At length we reached the mouth of the channel, and I dared no longer withdraw my eyes for a single instant from Carera. The passage was exceedingly narrow, so confined, indeed, that a man might have leaped from either rail into the seething breakers on each side of us. The little craft bobbed and pitched as she glided into the troubled water, the huge sail rattled and flapped, and we seemed to visibly lose way. At this juncture a voice hailed us in execrably bad Spanish from the gig astern, peremptorily exclaiming:

“Heave to, you rascally pack of piratical cut-throats, or I will fire into you!”

“Pull, men, pull!” I urged. “Here is the breeze close aboard of us.”

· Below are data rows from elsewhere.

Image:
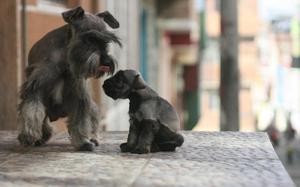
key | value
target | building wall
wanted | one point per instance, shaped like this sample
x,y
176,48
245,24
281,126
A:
x,y
249,25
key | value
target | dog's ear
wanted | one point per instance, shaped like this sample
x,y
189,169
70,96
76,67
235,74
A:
x,y
73,14
109,19
139,83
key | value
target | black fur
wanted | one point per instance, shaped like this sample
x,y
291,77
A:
x,y
153,121
56,86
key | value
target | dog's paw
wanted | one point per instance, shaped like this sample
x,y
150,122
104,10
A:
x,y
95,142
125,148
26,139
39,143
141,150
86,147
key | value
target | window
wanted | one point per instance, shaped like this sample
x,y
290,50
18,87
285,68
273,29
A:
x,y
54,2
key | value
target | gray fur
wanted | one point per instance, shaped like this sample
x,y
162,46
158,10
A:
x,y
56,85
153,121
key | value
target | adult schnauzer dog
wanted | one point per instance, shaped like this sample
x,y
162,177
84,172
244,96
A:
x,y
153,121
56,85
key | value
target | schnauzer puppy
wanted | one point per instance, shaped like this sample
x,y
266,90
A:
x,y
56,85
153,121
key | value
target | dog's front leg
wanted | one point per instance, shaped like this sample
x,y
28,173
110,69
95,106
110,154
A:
x,y
132,137
146,137
79,126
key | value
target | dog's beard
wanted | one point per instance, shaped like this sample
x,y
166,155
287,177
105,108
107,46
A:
x,y
94,65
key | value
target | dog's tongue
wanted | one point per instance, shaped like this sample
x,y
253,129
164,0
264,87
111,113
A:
x,y
104,68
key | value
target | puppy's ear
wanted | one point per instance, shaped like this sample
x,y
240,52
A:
x,y
109,19
139,83
73,14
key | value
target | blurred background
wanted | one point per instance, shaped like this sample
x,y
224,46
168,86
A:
x,y
223,64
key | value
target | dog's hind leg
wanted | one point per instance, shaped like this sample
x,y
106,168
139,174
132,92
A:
x,y
93,114
79,126
46,133
31,116
171,144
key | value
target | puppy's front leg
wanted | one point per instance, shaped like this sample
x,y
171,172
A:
x,y
132,137
146,137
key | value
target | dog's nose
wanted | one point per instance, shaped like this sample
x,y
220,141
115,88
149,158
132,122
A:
x,y
106,85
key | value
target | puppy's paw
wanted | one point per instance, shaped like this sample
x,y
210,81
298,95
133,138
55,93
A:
x,y
141,150
26,139
125,148
86,147
95,142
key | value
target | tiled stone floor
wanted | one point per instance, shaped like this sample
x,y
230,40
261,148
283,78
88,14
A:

At the same instant our great lateen sail swelled heavily out, wavered, jerked the sheet taut, and collapsed again. The Spaniards greeted the sight with a joyous shout, and, whereas they had hitherto been toiling in grimmest silence, they now burst out with mutual cries of encouragement and a jabber of congratulatory remarks which were almost instantly cut short by the crack of a musket, the ball of which clipped very neatly through the brim of my straw hat. Again the sail flapped, collapsed, flapped again, and then filled steadily out.

“Hurrah, lads!” I exclaimed. “Half a dozen more strokes with the sweeps and the breeze will fairly have got hold of us. See how the sheet tautens out!”